R410A sales restrictions
Monday, January 8, 2018
Monday, January 8, 2018
In our latest piece Graeme Fox discusses R410A sales restrictions:
For a number of months we have been warning of the urgent need for contractors to stop installing R404A equipment and for wholesalers to stop selling it. Part of that commitment to responsible use for wholesalers was the request we made several months ago for them to stop specifying or quoting for R404A systems and to encourage responsible refrigerant policy of their clientele.
We are pleased that most wholesalers and contractors have taken on board that advice and have already started the transition over to lower GWP gases where available in order to preserve the quota amounts for those gases and applications for which there is currently no alternative. However, not all wholesalers have been as responsible on this matter.
It has come to our attention in recent days as we entered 2018 and faced the biggest cliff to date on the HFC phase down under F gas – with the quota amount dropping to 63% of the 2015 baseline amount – that some wholesalers are still encouraging the use of R404A by maintaining large stocks of that gas while restricting the sale of other medium GWP gases such as R410A despite there being no alternative for a great many applications yet for R410A. This is such a short sighted position to take and not only undermines the intent of the phase down process, but is starting to put at risk the financial stability of hundreds of contractors affected by the rising cost of refrigerant gas.

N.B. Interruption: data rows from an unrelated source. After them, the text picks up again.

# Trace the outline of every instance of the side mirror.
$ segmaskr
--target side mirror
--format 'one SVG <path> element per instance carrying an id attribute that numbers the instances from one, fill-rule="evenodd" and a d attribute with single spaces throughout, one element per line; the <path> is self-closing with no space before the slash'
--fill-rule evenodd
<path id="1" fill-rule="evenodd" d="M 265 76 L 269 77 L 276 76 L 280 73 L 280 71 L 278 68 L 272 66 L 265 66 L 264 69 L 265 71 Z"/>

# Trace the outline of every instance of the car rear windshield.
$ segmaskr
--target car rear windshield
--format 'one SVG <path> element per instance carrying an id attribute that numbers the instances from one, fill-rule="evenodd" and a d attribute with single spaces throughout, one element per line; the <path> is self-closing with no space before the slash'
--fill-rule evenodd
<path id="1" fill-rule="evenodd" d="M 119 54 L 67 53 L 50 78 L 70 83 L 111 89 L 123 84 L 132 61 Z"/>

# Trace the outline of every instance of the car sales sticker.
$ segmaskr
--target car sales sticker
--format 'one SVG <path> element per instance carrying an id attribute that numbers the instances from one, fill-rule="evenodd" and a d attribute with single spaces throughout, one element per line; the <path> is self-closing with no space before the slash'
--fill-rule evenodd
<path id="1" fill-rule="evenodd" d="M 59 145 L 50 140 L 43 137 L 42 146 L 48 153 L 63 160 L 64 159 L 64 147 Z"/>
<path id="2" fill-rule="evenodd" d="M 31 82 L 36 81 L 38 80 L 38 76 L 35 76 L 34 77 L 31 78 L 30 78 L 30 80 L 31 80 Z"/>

It is understandable that, with their own supplies being cut this year by the quota holders, many wholesalers are starting to ration the sale of gas and anecdotal evidence is suggesting that they are largely doing so by looking at previous years’ gas sales and setting limits for this year based on previous years’ usage. However, this does not take into account the transient nature of the workforce within the sector, nor the year on year springing up of new service companies. Just before Christmas another large service contractor shut down, making a large number of engineers redundant. As in similar circumstances before, a number of those engineers will start their own small service companies. How are they to obtain gas to work in the sector if they have no track record? What about the SME current businesses who want to take over some of the contracts that are now up for grabs? If a company has previously worked mainly in small splits but now has taken over responsibility for VRF installations they will inevitably have a greater need for gas than they previously had. How can their suppliers restrict that supply?
At a time when we have just been making the case for better regulation of the supply chain to eradicate the illegal sales of bottles of gas that undermine what we are trying to do and allow cowboys to undercut our responsible members, isn’t this behavior simply encouraging people to look to the black market for illegal sales of gas?